Mind you, the statement is from the SOA comment letter on public pensions funding, and this is the exact statement in the letter:
The fundamental problem is that ASOPs have become subject to misperception. We have seen references that meeting ASOPs ensures that a funding method produces sufficient contributions.3
……
While some funding entities are unable to declare bankruptcy, an inability to declare bankruptcy does not diminish the importance of strong risk management practice; these plans have practical limits on their ability to draw on taxpayer resources. We are concerned that we see many public sector plans using practices that have not been used by private sector plans or that have been abandoned by private sector plans around the world.7
…….
[footnote]3 The ASOPs permit amortizations that do not pay down principal, e.g. rolling amortization methods which restart the amortization of the unfunded (surplus) every year. In addition, percent of payroll amortization methods that use long periods can grow the unfunded (surplus) amounts for many years.……
[footnote]7 For example, public sector plans use rolling period amortization methods and/or percentage of payroll amortization methods (and sometimes will use them in combination). Neither of these practices were ever permissible under ERISA (singly or in combination) for single employer private sector plans. Public sector plans will amortize regular gains/losses (due to asset performance or actual experience over assumptions in the liability) over 30 years; ERISA never permitted gains/losses to be spread a period longer than 15 years.
Various valuation/funding practices were nixed for private DB plans (as per ERISA) because they made the plans less safe for participants in the event of a pension sponsor bankruptcy.
Why do some public DB plans still use these approaches? The obvious answer is that it makes pensions look cheaper than they actually are, or that they keep pushing off til years later what they should be paying today, but one still needs cover of a sort to get away with it.
The justification often used for these approaches is: “governments don’t go out of business.” Also, some of these governmental entities cannot file for bankruptcy.
But just because there’s no established legal bankruptcy process does not mean governments cannot go bankrupt in fact. Because they obviously do.
Just because there’s no formal bankruptcy process for states does not mean that Illinois can’t ever go bankrupt.
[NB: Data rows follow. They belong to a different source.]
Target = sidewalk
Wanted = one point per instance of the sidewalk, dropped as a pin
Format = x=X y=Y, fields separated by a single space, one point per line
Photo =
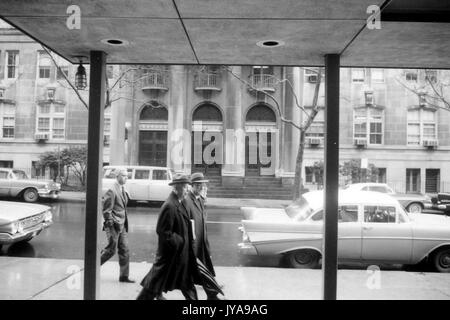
x=69 y=196
x=51 y=279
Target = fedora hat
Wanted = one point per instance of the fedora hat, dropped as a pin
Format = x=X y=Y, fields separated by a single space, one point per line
x=179 y=178
x=198 y=177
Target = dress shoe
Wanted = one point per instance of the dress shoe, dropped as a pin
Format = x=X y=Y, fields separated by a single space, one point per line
x=126 y=279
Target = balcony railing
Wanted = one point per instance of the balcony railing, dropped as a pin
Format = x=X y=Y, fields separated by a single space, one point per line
x=207 y=81
x=264 y=82
x=156 y=80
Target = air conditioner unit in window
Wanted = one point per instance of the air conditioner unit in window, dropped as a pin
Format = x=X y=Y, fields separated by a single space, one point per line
x=361 y=142
x=430 y=143
x=41 y=136
x=312 y=78
x=313 y=141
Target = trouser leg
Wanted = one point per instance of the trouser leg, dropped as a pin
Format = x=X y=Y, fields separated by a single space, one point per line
x=124 y=254
x=110 y=249
x=190 y=294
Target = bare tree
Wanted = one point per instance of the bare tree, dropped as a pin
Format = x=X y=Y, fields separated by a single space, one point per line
x=302 y=126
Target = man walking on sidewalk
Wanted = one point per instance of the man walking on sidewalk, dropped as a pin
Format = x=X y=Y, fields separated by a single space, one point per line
x=196 y=206
x=175 y=264
x=116 y=225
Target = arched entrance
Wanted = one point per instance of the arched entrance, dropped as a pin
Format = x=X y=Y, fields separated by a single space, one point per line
x=260 y=140
x=207 y=140
x=153 y=134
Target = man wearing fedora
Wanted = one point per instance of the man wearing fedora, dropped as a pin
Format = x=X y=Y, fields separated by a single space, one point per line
x=195 y=202
x=175 y=263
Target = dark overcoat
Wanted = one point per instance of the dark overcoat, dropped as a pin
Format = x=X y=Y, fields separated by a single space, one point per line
x=175 y=265
x=196 y=209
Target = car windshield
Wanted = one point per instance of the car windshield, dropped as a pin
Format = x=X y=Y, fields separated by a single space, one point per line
x=20 y=175
x=299 y=210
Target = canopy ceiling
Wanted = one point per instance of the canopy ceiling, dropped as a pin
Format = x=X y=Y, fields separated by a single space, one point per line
x=414 y=33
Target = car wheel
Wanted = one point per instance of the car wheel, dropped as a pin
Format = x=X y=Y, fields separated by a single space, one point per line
x=414 y=208
x=30 y=195
x=303 y=259
x=441 y=260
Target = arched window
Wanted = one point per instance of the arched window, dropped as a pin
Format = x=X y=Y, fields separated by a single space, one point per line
x=154 y=111
x=207 y=112
x=260 y=113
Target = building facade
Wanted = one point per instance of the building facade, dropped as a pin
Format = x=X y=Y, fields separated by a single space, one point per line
x=216 y=119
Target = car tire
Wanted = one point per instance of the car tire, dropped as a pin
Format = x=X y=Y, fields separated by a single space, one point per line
x=303 y=259
x=30 y=195
x=414 y=207
x=441 y=260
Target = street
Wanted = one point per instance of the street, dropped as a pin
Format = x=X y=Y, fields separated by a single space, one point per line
x=65 y=238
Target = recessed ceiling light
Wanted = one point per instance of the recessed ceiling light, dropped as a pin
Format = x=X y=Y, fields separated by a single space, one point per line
x=270 y=43
x=115 y=42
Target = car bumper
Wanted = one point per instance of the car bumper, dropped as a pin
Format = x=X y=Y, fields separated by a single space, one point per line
x=50 y=194
x=247 y=249
x=7 y=238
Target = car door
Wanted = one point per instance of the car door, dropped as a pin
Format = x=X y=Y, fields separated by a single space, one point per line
x=159 y=187
x=139 y=186
x=384 y=237
x=4 y=183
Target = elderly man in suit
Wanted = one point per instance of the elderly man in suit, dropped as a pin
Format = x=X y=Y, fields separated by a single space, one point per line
x=116 y=225
x=175 y=263
x=195 y=202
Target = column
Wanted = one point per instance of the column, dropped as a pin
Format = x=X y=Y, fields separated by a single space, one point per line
x=94 y=167
x=331 y=176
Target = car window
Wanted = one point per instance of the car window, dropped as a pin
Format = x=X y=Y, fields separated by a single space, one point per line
x=142 y=174
x=160 y=175
x=383 y=214
x=378 y=189
x=348 y=214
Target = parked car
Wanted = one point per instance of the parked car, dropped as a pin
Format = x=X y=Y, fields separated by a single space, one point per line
x=441 y=202
x=412 y=202
x=145 y=183
x=21 y=222
x=16 y=183
x=372 y=228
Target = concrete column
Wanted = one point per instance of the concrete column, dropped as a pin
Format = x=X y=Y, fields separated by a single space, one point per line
x=177 y=153
x=233 y=169
x=331 y=176
x=94 y=183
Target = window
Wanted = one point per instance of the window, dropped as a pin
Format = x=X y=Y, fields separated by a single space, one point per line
x=379 y=214
x=160 y=175
x=432 y=180
x=421 y=126
x=58 y=128
x=8 y=127
x=411 y=76
x=60 y=71
x=378 y=75
x=368 y=123
x=142 y=174
x=44 y=65
x=358 y=75
x=412 y=180
x=12 y=64
x=317 y=128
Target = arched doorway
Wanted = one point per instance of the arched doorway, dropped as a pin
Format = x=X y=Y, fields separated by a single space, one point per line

Or California. Or New Jersey. Or Rhode Island. They can, and I won’t be surprised if several will over the next twenty years. (And no, there won’t be federal bailouts. Not all states have these problems, and certainly not to the extent of the worst players above.)
That’s why I bolded the particular statement from the SOA letter. It is an acknowledgement that there is no magical pot of money that will fill all unfunded liabilities some time in the nebulous future.
This is a problem for Detroit. Even if they didn’t have various parties suing and appealing over the bankruptcy workout, or huge fees paid to consultants and lawyers as part of the plan, they could be seeing a return to bankruptcy court when they really can’t pay the pensions.